Mumps 95 compliant pattern matching (the '?' operator) is implemented in this compiler as given by the following grammar:
pattern ::= {pattern_atom}
pattern_atom ::= count pattern_element
count ::= int | '.' | '.' int
| int '.' | int '.' int
pattern_element ::= pattern_code {pattern_code} | string | alternation
pattern_code ::= 'A' | 'C' | 'E' | 'L' | 'N' | 'P' | 'U'
alternation ::= '(' pattern_atom {',' pattern_atom} ')'
The largest difference between the current and previous standard is the introduction of the alternation construct, an extension that works as in other popular regular expressions implementations. It allows for one of many possible pattern fragments to match a given portion of subject text.

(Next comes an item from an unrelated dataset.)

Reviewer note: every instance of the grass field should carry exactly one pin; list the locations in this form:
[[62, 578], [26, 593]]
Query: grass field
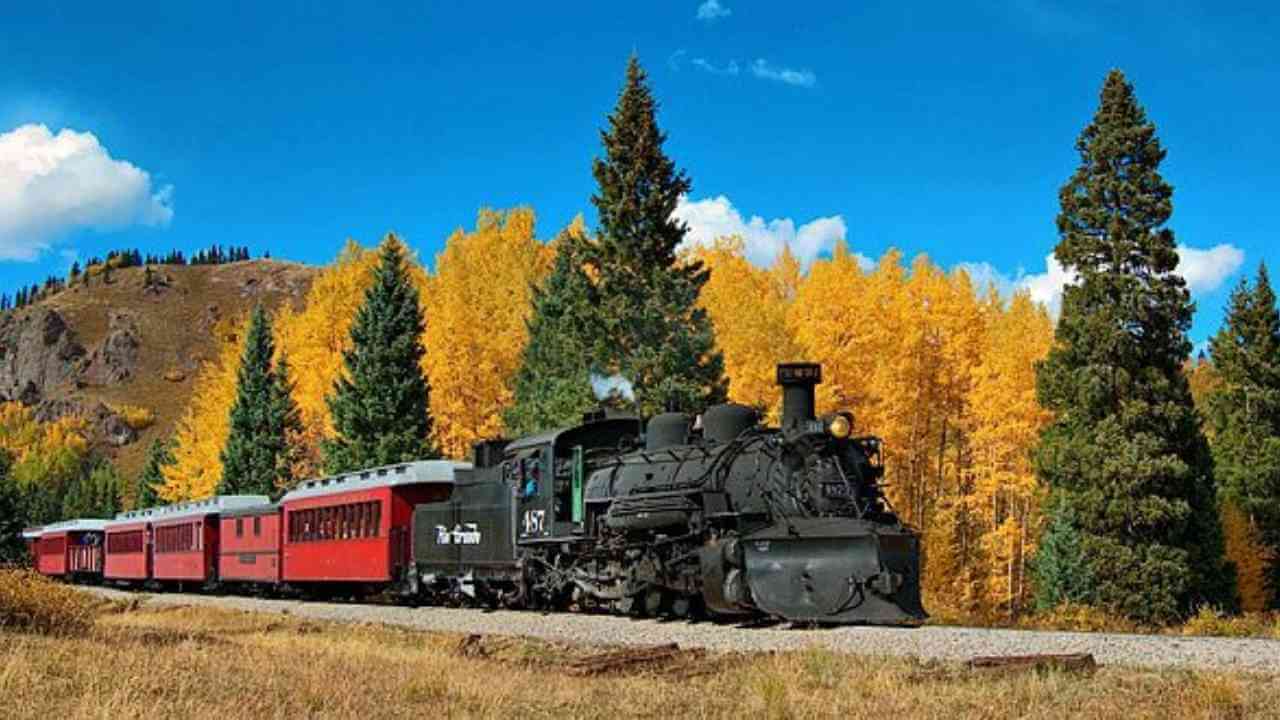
[[204, 662]]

A string literal must be quoted. Also note that alternations are only allowed to contain pattern atoms and not full patterns; while this is a possible shortcoming, it is in accordance with the standard. It is a trivial matter to extend alternations to the ability to contain full patterns, and this may be implemented upon sufficient demand.
Pattern matching is supported by the Perl-Compatible Regular Expressions
library (PCRE). Mumps patterns are translated via a recursive-descent parser
in the Mumps library into a form consistent with Perl regular expressions,
where PCRE then does the actual work of matching. Internally, much of this
translation is simple character-level transliteration (substituting '|'
for the comma in alternation lists, for example). Pattern code sequences
are supported using the POSIX character classes supported in PCRE and are
mostly intuitive, with the possible exception of 'E', which
is substituted with [[:print][:cntrl:]]. Currently, this construct
should cover the ASCII 7-bit character set (lower ASCII).
Due to the heavy string-handling requirements of the pattern translation process, this module uses a separate set of string-handling functions built on top of the C standard string functions, using no dynamic memory allocation and fixed-length buffers for all operations whose length is given by the constant STR_MAX in sysparms.h. If an operation overflows during the execution of a Mumps compiled binary, a diagnostic is output to stderr and the program terminates. If such termination occurs too frequently, simply increase the value of STR_MAX.